Tuesday, June 22, 2010

Why Can’t We Just Read the Bible?

This is a great post over at the Gospel Coalition web site.This has some good suggestions, and some wise counsel. I especially like the Lloyd-Jones remarks to medical students. Enjoy!

The latest issue of Modern Reformation transcribes Michael Horton’s 2003 interview of Don Carson about hermeneutics and theological method: “Why Can’t We Just Read the Bible? An Interview with D. A. Carson.” Modern Reformation 19:4 (July–August 2010): 32–35, 43.

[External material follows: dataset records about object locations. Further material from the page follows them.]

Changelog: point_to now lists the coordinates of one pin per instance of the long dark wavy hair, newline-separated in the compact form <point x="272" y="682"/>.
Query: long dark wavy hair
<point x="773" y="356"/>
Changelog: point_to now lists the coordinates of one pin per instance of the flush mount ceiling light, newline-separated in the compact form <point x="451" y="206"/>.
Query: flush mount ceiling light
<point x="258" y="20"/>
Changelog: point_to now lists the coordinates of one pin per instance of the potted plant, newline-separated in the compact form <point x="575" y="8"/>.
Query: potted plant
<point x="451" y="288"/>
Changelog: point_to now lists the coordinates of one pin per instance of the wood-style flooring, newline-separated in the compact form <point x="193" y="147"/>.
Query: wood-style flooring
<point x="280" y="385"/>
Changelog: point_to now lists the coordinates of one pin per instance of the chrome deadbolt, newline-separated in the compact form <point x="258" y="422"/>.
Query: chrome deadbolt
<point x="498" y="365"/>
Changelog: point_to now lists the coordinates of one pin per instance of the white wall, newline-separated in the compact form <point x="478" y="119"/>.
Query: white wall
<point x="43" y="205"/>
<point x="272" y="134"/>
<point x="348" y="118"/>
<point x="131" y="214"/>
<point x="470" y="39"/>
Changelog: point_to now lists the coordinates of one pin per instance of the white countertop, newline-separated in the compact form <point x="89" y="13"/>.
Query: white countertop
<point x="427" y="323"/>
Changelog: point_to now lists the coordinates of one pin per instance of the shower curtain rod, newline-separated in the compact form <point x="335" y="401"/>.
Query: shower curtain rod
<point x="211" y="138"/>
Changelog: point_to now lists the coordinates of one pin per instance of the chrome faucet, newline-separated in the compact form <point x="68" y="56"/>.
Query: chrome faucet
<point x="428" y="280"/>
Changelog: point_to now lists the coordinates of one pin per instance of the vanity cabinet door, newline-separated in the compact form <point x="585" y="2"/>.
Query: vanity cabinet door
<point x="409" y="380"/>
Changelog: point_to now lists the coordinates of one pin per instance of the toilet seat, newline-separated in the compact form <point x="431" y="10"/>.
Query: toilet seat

Horton’s questions include these:
  • Doesn’t sola Scriptura—Scripture alone—imply that all I really need to do is read my Bible?
  • Do you think there has been a lot of polarization where systematicians aren’t always very good exegetes and exegetes aren’t very good systematicians?
  • I think of the person sitting at home thinking about the benefits of doing what you’re talking about here but doesn’t have the foggiest idea of where to begin, and so just reading the one-minute Bible devotional every day is about as much as can be handled at this point. How do you stretch that person to go the next step and what resources would you recommend?
The beginning of Carson’s answer to that last question above may serve some young mothers well:
Martyn Lloyd-Jones once spoke with a group of medical students who complained that in the midst of their training and the ferocious work hours they really didn’t even have time to read the Bible and have their devotions and so on. He bristled and said, “I am a doctor. I have been where you are. You have time for what you want to do.” After a long pause he said, “I make only one exception: the mother of preschool-aged children does not have time and emotional resources.”
It is important to recognize, too, that there are stages of life where you really don’t have time to do much, and you shouldn’t feel guilty about it. Children will sap you. If you have three children under the age of six, forget serious reading unless you have the money for a nanny. When our youngest finally went off to kindergarten, we celebrated that day—I took my wife out for lunch. Only then could she get back into reading again. It’s the way life is. You have to be realistic.